Replying to the Critics

MARCH, 1928
Article
Replying to the Critics
MARCH, 1928

Assaults on collegiate education from so-called "practical" business men have been rather frequent of late, including not merely the detailed arraignment at the hands of Mr. Roger Babson, often referred to in these and other columns, but also a no less elaborate indictment emanating from the energetic Clarence W. Barron, financial seer and proprietor of the Boston News Bureau. To these assaults it is natural there should be reply, and not the least notable by any means was that offered by President Hopkins early in January at a luncheon of the University Club in Boston, in which, while not admitting that the record revealed any conspicuous failure on the part of the colleges to serve the field considered primarily by the Barron-Babson survey, the Dartmouth president expressed his belief that such a field must in any case be too narrow to warrant the exclusive attention of college administrators. In other words, even if it were to be admitted (which it is not) that the colleges are not recruiting the ranks of American, or New England, industry with able graduates, there is room for the contention that it is not primarily the aim and object of education to perform that special function.
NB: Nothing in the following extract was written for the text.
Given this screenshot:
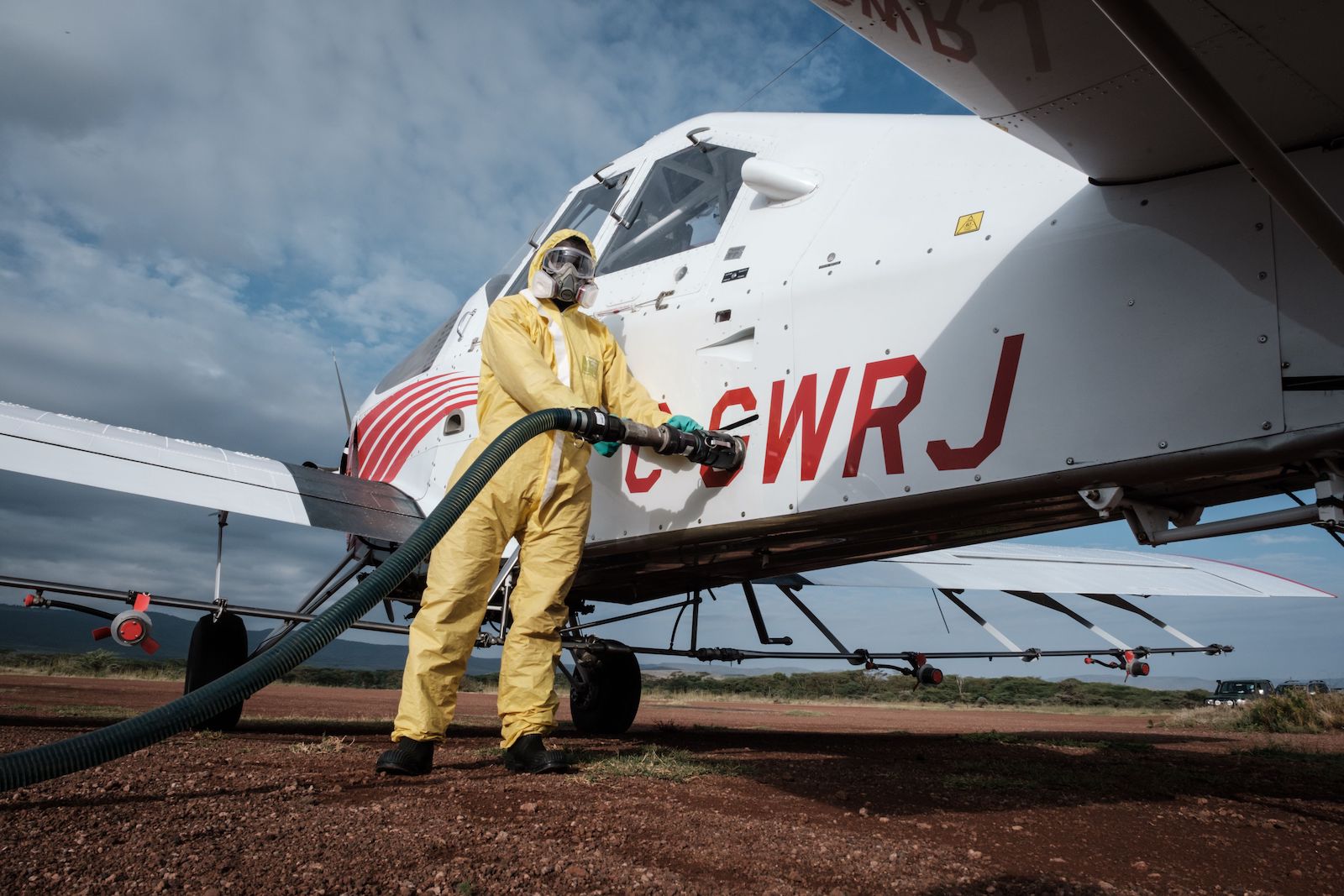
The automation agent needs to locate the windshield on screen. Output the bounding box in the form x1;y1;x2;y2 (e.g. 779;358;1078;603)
1216;681;1258;693
598;144;751;274
502;170;630;302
Dr. Hopkins filed a special dissent from the proposition that the value of the American college is to be judged by its effect of enhancing prosperity, or that its major function should be to enable business to be successful. The function of the educational institutions is to educate— to stimulate more and better thinking, to turn out men with minds capable of working accurately and usefully, and to contribute somewhat to the ennoblement of me,n's souls as well as to enhance the efficiency with which they surround themselves with corporeal luxuries.
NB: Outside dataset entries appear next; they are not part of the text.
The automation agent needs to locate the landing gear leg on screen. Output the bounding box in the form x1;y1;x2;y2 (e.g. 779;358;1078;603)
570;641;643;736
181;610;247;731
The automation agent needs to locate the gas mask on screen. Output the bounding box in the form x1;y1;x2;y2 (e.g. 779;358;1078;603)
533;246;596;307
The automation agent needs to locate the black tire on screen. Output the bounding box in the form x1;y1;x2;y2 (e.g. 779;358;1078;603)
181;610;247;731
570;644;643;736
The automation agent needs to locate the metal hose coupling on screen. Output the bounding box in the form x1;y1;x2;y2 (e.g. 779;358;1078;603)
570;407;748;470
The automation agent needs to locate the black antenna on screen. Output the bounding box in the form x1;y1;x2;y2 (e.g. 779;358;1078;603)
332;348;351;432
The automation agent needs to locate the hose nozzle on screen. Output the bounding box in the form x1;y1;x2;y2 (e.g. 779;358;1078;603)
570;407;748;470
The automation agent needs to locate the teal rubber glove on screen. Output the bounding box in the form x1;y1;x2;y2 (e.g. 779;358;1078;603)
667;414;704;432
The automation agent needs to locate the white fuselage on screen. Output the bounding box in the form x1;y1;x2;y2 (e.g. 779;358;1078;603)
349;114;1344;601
We believe it to be an untenable theory that the major business of the United States derives no benefit from college and university training. The president cited a few instances, currente calamo, which occurred to him as proving that men of high educational attainment were taking their part in the responsible direction of the country's most imposing business concerns—it happened that a Dartmouth graduate, now head of the United Fruit Company, was actually presiding over the meeting at which Dr. Hopkins spoke—and a sufficient number of citations was assembled to offset Mr. Barron's specification of Vanderbilt, Rockefeller and Henry Ford. One who glibly condemns the colleges for failure to recruit the ranks of Big Business does well to make sure, first, of his premises. It might be added that Big Business itself appears not to hold the American colleges in quite the degree of contempt manifested by Mr. Barron, or Mr. Babson that such gifts as have been bestowed on educational foundations by leaders like Mr. George F. Baker, the Rockefellers, Mr. Carnegie, and Mr. Eastman betoken what looks like an important dissent from most of the Barron-Babson dicta; and finally, as Dr. Hopkins acutely pointed out, that without painstaking research in scores of obscure laboratories, the, Henry Fords, Rockefellers and Vanderbilts would have labored in vain.
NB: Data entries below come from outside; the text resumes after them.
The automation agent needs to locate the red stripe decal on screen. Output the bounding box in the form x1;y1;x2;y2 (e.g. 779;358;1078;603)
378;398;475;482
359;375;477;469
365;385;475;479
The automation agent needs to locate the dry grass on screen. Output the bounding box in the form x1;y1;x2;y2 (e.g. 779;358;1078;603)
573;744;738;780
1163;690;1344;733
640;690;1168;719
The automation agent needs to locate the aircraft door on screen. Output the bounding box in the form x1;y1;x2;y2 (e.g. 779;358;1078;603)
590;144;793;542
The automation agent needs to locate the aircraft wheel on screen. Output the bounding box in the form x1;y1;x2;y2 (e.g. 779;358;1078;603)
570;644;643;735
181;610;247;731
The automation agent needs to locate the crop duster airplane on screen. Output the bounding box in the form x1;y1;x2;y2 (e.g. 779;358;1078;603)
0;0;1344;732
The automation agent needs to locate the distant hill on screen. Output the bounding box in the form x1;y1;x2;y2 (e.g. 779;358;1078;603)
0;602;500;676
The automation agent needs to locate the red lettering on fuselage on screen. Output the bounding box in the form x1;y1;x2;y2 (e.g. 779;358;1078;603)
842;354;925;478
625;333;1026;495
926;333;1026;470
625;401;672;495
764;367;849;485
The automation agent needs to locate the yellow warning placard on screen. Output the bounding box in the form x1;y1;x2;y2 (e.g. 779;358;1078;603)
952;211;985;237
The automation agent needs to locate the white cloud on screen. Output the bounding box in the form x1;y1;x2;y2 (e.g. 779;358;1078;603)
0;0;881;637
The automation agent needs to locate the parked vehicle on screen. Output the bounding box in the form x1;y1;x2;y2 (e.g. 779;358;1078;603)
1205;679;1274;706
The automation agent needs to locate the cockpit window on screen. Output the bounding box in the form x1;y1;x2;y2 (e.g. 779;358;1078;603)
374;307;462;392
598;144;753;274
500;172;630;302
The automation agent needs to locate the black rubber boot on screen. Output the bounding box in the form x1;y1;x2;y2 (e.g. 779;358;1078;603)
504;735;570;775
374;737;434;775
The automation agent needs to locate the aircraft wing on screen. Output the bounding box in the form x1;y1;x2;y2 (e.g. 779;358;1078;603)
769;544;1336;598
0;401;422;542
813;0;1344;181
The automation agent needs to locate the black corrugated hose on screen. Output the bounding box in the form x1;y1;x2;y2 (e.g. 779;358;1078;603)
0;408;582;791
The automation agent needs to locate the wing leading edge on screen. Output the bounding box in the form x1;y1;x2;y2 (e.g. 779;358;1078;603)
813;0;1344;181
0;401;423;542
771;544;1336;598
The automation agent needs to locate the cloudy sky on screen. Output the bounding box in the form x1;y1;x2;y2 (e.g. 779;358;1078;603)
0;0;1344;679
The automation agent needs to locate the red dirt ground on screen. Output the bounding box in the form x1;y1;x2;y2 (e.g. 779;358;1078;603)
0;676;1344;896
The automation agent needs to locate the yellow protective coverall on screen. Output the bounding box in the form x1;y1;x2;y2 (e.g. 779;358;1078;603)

One had rather hoped that the day requiring such arguments was over. That there is no very general concurrence in the Barron assertion that the modern college, is "a curse" may be spelled quite easily out of the unprecedented increase in public demand for college education. The old-time contempt for what used to be called "book larnin'" is seldom heard, and it comes with a curious sound from the lips, or pens, of financial specialists. But chiefly we regret it because it tends to emphasize so inordinately the idea that the function of college education is materialistic, and ignores the functions which imagination and vision have always played, indeed always must play, in the progress of even the material sciences, or in business. It is difficult to avoid the feeling that education con ducted according to the ideas of either Mr. Babson of Wellesley Hills, or Mr. Barron of the Boston News Bureau, would be a far poorer thing than it is now—though no one, least of all sensible educators like President Hopkins, would dream of claiming that it is without its present defects. Ne sutor ultra crepidam. The business man who dabbles in education is seldom convincing when he finds fault because he is little convinced by the educator who dabbles in business. Meantime it is worth remembering that, taken as a whole, the business world by no means reveals a general concurrence in the low estimate of the educational world which is voiced by these clamant critics. As for the true function of the college it was well summed up in the closing paragraph of the Boston address of President Hopkins when he said,

"It is the responsibility of education to scan the far horizon; it is the obligation of education, if need be, to undergo attack, to accept contempt and to endure derision from contemporaries who are more interested in maintaining their own opinions than they are in knowing what is really so. It is the function of education, when error is found, to denounce it; it is the privilege of education, when truth is found, to proclaim it."